Für das SustainLab beschrieb der Architekt und Forscher Hannes Mayer in seinem Vortrag Stupid Materials, Smart Technologies, wie Lehm auf die Möglichkeiten der digitalen Fabrikation trifft. Seine Forschungsarbeit Rapid Robotic Clay Rotunda am Gramazio Kohler Research Institut der ETH Zürich zeigt, wie mit zylindrischen Modulen aus lokalem Lehm ein ganz neuer Umgang mit geogenen Materialien erprobt wird.
Das XLab hatte Dr. Daniel Leufer zum Gespräch über Human Rights in the Age of AI – The Work of Access Now eingeladen. Hier wurde die Arbeit im Einsatz für digitale Rechte der internationalen Organisation Access Now und anderer zivilgesellschaftlicher Organisationen zum Thema Künstliche Intelligenz diskutiert. Ein Schwerpunkt lag dabei auf Fragen zur KI-Ethik und zu Risiken für digitale Rechte durch Gesichtserkennung.

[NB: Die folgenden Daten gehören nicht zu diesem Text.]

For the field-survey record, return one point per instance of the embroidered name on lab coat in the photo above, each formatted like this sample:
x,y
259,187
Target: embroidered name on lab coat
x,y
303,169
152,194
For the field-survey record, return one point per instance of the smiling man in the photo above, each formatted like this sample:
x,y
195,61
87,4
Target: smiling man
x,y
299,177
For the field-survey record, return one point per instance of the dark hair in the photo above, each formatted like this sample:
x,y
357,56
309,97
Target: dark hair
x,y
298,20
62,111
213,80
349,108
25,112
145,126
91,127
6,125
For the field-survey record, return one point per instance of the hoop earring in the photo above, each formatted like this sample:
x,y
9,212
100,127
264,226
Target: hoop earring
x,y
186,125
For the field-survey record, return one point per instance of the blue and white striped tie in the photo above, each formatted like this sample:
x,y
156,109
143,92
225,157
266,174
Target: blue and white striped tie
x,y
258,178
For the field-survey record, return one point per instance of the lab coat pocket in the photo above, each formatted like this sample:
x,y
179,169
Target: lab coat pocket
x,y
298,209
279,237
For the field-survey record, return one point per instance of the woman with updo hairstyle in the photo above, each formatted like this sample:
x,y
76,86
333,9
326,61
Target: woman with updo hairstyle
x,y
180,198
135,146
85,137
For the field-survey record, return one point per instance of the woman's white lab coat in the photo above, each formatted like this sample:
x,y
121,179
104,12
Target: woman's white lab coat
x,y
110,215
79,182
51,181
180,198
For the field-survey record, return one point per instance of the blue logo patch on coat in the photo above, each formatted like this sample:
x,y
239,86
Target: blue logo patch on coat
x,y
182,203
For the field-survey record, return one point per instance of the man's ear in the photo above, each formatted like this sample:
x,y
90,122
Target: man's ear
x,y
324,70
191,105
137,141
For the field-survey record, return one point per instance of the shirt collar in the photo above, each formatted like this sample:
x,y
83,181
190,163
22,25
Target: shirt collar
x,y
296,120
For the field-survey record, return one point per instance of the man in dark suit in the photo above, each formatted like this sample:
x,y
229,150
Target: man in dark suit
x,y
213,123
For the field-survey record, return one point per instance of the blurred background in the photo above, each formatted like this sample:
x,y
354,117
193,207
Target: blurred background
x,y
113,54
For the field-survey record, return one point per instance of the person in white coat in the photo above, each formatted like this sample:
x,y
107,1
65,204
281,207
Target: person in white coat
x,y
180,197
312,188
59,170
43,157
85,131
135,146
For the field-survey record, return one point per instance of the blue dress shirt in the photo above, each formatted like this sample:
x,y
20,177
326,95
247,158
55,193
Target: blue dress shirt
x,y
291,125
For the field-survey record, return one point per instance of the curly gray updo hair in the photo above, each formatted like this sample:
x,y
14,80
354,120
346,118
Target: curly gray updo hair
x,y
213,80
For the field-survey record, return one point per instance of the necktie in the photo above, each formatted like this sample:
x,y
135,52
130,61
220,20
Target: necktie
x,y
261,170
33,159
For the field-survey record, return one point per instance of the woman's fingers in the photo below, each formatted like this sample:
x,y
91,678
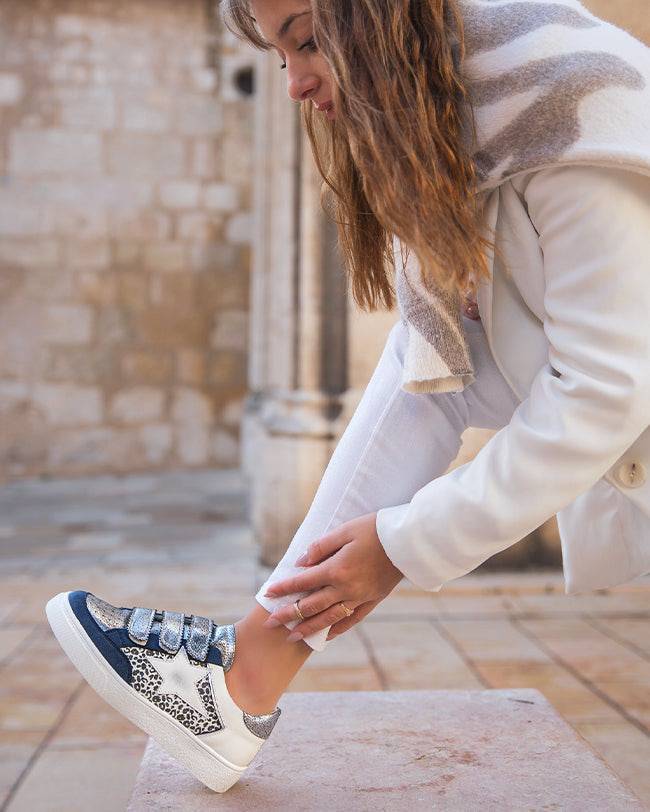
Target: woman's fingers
x,y
322,620
348,622
310,579
310,605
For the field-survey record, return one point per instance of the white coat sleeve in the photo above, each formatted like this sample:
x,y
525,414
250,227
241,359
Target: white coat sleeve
x,y
594,232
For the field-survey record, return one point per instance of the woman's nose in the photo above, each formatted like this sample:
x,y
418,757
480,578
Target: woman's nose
x,y
301,88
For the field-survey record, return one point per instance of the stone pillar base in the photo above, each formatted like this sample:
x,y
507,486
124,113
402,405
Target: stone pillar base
x,y
287,443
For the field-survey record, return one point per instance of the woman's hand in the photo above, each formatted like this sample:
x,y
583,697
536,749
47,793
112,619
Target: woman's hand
x,y
348,564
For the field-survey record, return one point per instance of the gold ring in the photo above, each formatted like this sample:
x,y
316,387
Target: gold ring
x,y
299,614
346,609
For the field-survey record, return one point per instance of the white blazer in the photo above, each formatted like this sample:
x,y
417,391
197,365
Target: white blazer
x,y
568,323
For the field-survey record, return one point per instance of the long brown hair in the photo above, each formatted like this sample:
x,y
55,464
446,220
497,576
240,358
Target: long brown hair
x,y
397,157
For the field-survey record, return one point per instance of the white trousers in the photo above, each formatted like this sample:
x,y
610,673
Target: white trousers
x,y
395,443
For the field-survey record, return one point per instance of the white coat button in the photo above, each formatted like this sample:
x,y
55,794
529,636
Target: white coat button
x,y
630,474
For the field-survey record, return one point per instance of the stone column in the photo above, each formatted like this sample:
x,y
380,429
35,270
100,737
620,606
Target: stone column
x,y
297,369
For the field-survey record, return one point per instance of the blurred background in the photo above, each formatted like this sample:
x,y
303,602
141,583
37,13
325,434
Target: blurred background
x,y
169,293
179,355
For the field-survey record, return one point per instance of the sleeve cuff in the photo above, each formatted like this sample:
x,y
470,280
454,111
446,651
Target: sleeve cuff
x,y
387,524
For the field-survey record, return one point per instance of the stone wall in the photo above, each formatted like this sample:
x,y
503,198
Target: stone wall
x,y
124,237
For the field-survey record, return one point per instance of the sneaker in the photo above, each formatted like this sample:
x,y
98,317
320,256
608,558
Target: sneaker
x,y
165,672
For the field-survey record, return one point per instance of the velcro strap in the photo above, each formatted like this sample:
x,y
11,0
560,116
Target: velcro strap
x,y
171,631
139,625
199,637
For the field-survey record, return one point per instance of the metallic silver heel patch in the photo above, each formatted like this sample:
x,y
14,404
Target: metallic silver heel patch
x,y
224,639
261,724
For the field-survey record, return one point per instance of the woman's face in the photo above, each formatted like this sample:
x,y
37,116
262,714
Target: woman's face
x,y
287,25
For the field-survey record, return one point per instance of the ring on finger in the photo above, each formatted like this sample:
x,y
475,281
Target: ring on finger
x,y
299,615
346,609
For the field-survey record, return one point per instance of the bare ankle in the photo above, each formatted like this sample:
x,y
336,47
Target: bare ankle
x,y
264,663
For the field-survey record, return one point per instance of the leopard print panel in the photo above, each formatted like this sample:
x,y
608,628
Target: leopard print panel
x,y
146,681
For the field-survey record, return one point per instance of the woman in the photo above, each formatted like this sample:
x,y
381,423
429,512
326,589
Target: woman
x,y
436,127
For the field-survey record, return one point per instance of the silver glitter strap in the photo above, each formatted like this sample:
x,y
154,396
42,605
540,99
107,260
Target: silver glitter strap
x,y
199,637
171,631
139,626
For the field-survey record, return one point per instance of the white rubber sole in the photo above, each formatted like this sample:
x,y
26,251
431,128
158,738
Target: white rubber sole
x,y
208,766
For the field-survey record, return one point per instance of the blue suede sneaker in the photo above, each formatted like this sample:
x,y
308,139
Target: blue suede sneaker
x,y
165,672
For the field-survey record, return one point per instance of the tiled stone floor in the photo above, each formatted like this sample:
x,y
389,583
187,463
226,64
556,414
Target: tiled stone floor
x,y
180,541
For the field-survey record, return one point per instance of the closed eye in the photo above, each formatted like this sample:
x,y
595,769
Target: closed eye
x,y
309,44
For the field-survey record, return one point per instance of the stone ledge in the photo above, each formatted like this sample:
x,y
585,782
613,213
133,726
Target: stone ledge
x,y
379,750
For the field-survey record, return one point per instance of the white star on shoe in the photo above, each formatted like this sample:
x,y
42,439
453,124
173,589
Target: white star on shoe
x,y
179,677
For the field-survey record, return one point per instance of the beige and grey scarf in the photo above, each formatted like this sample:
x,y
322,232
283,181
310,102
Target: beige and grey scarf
x,y
550,83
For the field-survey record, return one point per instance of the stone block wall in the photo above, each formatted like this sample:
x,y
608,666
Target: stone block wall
x,y
125,197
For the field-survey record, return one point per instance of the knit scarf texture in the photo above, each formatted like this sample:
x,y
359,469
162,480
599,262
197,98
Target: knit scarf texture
x,y
550,84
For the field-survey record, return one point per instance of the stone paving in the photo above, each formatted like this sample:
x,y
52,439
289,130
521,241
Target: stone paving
x,y
181,541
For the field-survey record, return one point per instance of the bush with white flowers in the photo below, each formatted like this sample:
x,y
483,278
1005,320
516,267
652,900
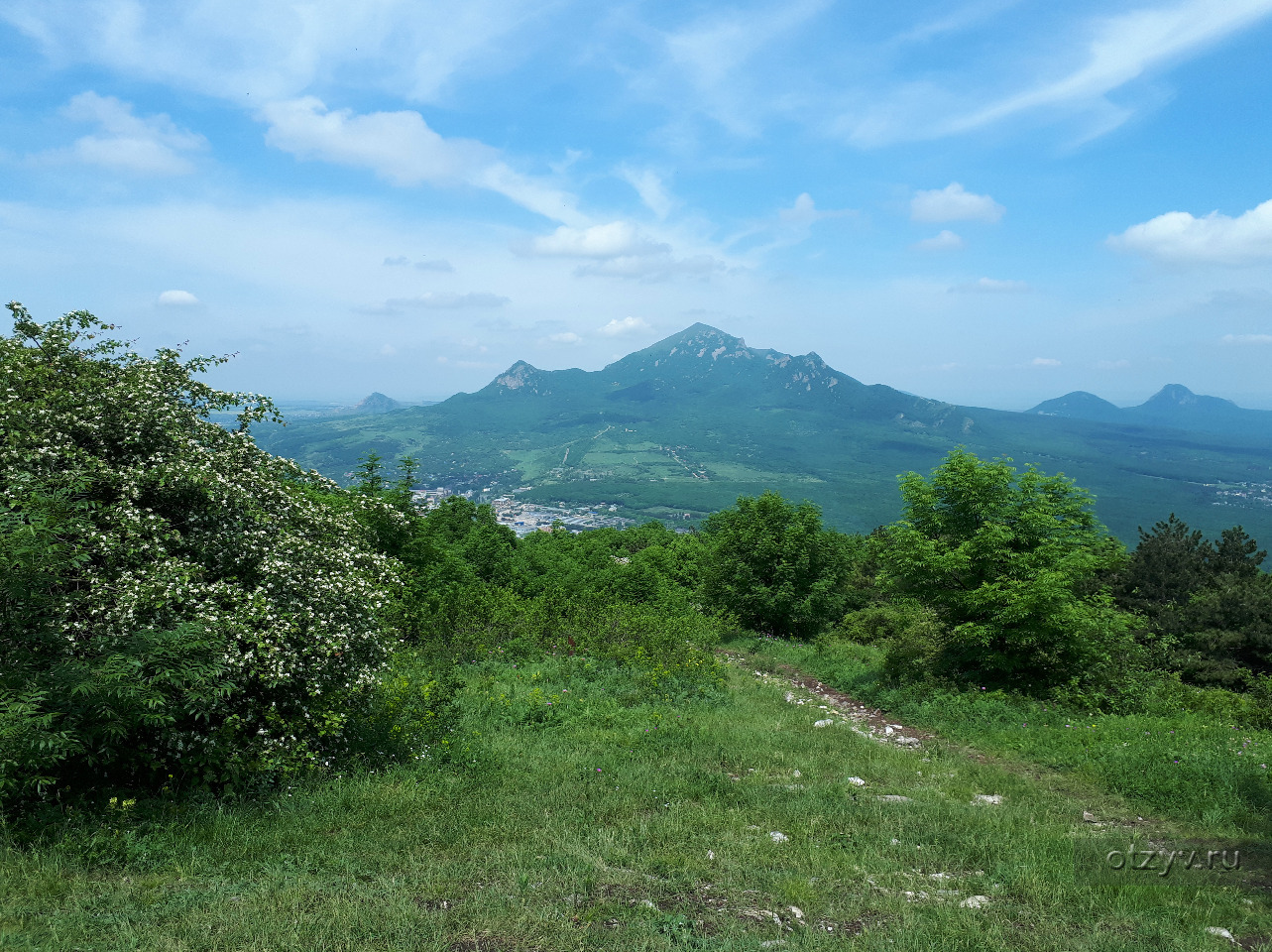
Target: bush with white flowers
x,y
176,606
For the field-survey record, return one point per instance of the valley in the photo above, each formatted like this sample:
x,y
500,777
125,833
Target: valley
x,y
693,421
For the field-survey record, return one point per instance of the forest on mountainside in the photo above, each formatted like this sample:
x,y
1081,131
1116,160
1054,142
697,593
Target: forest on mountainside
x,y
183,611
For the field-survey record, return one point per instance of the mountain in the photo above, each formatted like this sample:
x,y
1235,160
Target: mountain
x,y
693,421
1174,407
1079,405
372,405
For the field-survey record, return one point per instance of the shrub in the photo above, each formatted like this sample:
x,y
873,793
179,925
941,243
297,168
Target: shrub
x,y
774,568
1010,562
179,607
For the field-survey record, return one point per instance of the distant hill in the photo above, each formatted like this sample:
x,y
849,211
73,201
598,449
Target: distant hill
x,y
1173,407
697,418
372,405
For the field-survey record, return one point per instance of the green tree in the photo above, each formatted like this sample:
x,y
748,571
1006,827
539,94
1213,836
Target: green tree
x,y
1171,562
1009,561
176,605
774,566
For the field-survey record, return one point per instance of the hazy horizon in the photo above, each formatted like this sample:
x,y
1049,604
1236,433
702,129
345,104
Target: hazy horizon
x,y
984,202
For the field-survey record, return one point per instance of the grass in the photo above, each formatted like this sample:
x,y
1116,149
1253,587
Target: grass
x,y
584,812
1190,755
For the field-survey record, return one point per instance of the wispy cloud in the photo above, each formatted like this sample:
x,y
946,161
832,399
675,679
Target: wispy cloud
x,y
1105,54
422,265
144,145
629,324
176,299
943,241
228,49
608,241
650,188
401,148
991,286
439,300
1217,239
953,203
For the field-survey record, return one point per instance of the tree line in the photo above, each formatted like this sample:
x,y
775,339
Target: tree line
x,y
179,610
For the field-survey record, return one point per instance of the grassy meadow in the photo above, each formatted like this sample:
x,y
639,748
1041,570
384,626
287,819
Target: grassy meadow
x,y
580,808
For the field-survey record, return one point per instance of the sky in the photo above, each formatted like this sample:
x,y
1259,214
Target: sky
x,y
984,201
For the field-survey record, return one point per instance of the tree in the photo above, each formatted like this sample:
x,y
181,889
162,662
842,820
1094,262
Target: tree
x,y
1007,560
178,606
772,565
1171,562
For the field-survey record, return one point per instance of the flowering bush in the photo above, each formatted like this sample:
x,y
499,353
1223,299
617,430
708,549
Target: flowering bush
x,y
178,606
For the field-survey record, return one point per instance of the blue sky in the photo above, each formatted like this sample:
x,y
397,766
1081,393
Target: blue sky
x,y
989,202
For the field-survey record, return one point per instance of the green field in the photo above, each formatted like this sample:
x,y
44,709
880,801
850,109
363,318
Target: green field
x,y
657,436
615,818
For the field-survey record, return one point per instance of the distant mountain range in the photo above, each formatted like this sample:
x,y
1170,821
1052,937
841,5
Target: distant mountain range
x,y
697,418
1173,407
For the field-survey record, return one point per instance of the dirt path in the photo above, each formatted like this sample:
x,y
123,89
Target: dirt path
x,y
876,726
862,718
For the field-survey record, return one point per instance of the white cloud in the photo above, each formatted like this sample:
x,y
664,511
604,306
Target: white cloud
x,y
652,268
710,65
992,286
440,300
650,188
628,324
804,212
1220,239
945,241
1122,49
1071,68
401,148
423,265
151,145
611,241
953,203
176,299
228,49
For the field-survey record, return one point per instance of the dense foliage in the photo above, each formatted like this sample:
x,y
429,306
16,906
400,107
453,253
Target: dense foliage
x,y
179,609
1208,601
774,566
1009,562
178,606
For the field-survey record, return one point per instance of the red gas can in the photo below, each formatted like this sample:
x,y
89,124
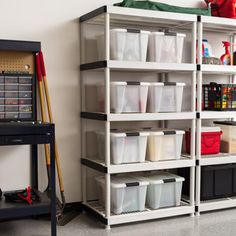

Zur BURG-Frühjahrssession 2021 ist eine Dokumentation erschienen. In Form eines Newspapers wurden die Vielfalt des fünftägigen Programms von BioLab, SustainLab und XLab sowie Inhalte und Ergebnisse der digitalen Workshops und Vorträge festgehalten. Das Heft trägt das Motto der Session: collapse collabs colabs. Die Gestaltung stammt von Anton Erdle und Nils Krüger.